LINQ - Removing elements in source list prevents enumeration of "c

  • Thread starter Thread starter Todd Beaulieu
  • Start date Start date
T

Todd Beaulieu

Hello, I have a list of elements and I want to perform an operation on a
subset of them and then remove them from the list.

If I build a sequence of elements via LINQ to drive the enumeration, as soon
as I remove the first element the enumeration operation is broken.

This surprises me. I thought the LINQ'd sequence would be its own
collection, impervious to changes in the original source collection.
 
Todd Beaulieu said:
Hello, I have a list of elements and I want to perform an operation on a
subset of them and then remove them from the list.
If I build a sequence of elements via LINQ to drive the enumeration, as soon
as I remove the first element the enumeration operation is broken.

This surprises me. I thought the LINQ'd sequence would be its own
collection, impervious to changes in the original source collection.

No - LINQ streams the data (when it can), so it will still be asking
the original data source for data as it goes.
 
Jon, do you need a place to live? We'll provide food, shelter and beer, in
exchange for a brain tap.

Thank you.
 
Nice shameless plug. ;-)

Looked at the link. So nice to see someone actually spending a chapter on
Lambda Expressions and another on extension methods. I looked at the sample
chapter and I like the way it flows. Don' necessarily need another book on
C#, but I will definitely put it on my list (I figure if I learn one new
thing, it is well worth the price of admission ;->).

--
Gregory A. Beamer
MVP, MCP: +I, SE, SD, DBA

*************************************************
| Think outside the box!
|
*************************************************
 
Cowboy (Gregory A. Beamer) said:
Nice shameless plug. ;-)

I'm trying to at least restrict them to responses to other people's
comments :)
Looked at the link. So nice to see someone actually spending a chapter on
Lambda Expressions and another on extension methods. I looked at the sample
chapter and I like the way it flows. Don' necessarily need another book on
C#, but I will definitely put it on my list (I figure if I learn one new
thing, it is well worth the price of admission ;->).

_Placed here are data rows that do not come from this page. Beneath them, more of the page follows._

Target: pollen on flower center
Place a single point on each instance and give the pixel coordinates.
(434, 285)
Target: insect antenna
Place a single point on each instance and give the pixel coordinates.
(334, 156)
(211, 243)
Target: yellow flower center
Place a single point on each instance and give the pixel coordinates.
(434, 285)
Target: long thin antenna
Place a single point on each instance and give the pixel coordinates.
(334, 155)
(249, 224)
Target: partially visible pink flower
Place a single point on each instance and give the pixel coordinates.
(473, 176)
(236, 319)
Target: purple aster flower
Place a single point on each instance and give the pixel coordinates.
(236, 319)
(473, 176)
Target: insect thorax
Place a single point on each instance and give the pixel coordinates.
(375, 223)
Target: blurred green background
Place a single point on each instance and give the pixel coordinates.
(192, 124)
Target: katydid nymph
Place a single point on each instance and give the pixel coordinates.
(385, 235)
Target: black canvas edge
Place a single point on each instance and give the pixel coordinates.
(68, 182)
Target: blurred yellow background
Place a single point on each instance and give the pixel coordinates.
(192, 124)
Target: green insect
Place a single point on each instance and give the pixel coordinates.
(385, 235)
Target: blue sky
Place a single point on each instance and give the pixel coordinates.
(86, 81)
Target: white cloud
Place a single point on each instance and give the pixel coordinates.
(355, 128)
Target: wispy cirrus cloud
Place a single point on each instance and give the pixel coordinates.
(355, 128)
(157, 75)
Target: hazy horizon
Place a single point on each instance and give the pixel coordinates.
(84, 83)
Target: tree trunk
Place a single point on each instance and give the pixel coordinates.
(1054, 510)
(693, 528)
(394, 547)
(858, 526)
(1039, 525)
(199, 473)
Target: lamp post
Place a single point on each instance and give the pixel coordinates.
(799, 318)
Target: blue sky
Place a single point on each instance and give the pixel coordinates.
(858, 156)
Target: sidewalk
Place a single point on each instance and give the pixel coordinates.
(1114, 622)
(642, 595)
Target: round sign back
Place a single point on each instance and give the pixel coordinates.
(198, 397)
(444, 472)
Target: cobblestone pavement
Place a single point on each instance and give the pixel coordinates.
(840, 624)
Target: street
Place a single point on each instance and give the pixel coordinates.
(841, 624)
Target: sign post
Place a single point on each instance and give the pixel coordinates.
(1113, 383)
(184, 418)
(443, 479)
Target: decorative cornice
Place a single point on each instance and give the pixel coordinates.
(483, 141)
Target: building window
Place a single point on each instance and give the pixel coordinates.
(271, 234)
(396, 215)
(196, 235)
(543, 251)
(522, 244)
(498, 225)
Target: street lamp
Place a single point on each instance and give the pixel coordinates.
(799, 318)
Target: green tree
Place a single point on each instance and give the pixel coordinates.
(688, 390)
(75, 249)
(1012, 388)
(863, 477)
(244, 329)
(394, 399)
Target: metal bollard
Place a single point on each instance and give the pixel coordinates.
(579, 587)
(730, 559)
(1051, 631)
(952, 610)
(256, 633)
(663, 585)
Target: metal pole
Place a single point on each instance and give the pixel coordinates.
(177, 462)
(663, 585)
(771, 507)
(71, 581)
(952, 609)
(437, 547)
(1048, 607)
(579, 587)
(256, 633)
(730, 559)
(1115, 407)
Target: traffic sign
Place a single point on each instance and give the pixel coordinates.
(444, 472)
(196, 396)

Well, you'd learn the names and ages of my sons and wife, along with
the names of my eldest son's friends. :)

In terms of C#, there's certainly plenty of stuff in the book that *I*
didn't know before I started. A few examples of things you may not know
(pretty obscure, admittedly):

1) Under C# 2, what's the result of compiling this code?

class Test
{
static void Main()
{
int i=10;
if (i==null)
{
System.Console.WriteLine("Eh?");
}
}
}

2) How does the following code behave under C# 1? And under C# 2?

delegate void StringAction(string x);

class Base
{
internal void Foo(string x)
{
System.Console.WriteLine("Base.Foo");
}
}

class Derived : Base
{
void Foo(object x)
{
System.Console.WriteLine("Derived.Foo");
}

static void Main()
{
StringAction action = new StringAction
(new Derived().Foo);
action("Ooh");
}
}

3) How many types are in the IL for the following C# 3 program?

class Test
{
static void Main()
{
var t1 = new { Name="Jon", Age=10 };
var t2 = new { Name="James", Age=10.5 };
var t3 = new { Name=10, Age="Weird" };
}
}



None of these is likely to be particularly helpful in real code - but
it gives some idea of the level of detail I go into :) I suspect there
are *some* useful things in there which you aren't aware of - I just
wouldn't like to guess which!
 
Jon said:
No - LINQ streams the data (when it can), so it will still be asking
the original data source for data as it goes.

Only outside a db. Any linq-access to a db isn't streamed but batched
(i.e.: fetch everything to the client)

FB

--
------------------------------------------------------------------------
Lead developer of LLBLGen Pro, the productive O/R mapper for .NET
LLBLGen Pro website: http://www.llblgen.com
My .NET blog: http://weblogs.asp.net/fbouma
Microsoft MVP (C#)
------------------------------------------------------------------------
 
Frans Bouma said:
Only outside a db. Any linq-access to a db isn't streamed but batched
(i.e.: fetch everything to the client)

Well, I suppose to be strictly accurate, it entirely depends on the
provider.

I suspect you're right that most DB providers will batch rather than
stream. I suspect many other providers will work in a similar way,
actually - web service providers, for instance.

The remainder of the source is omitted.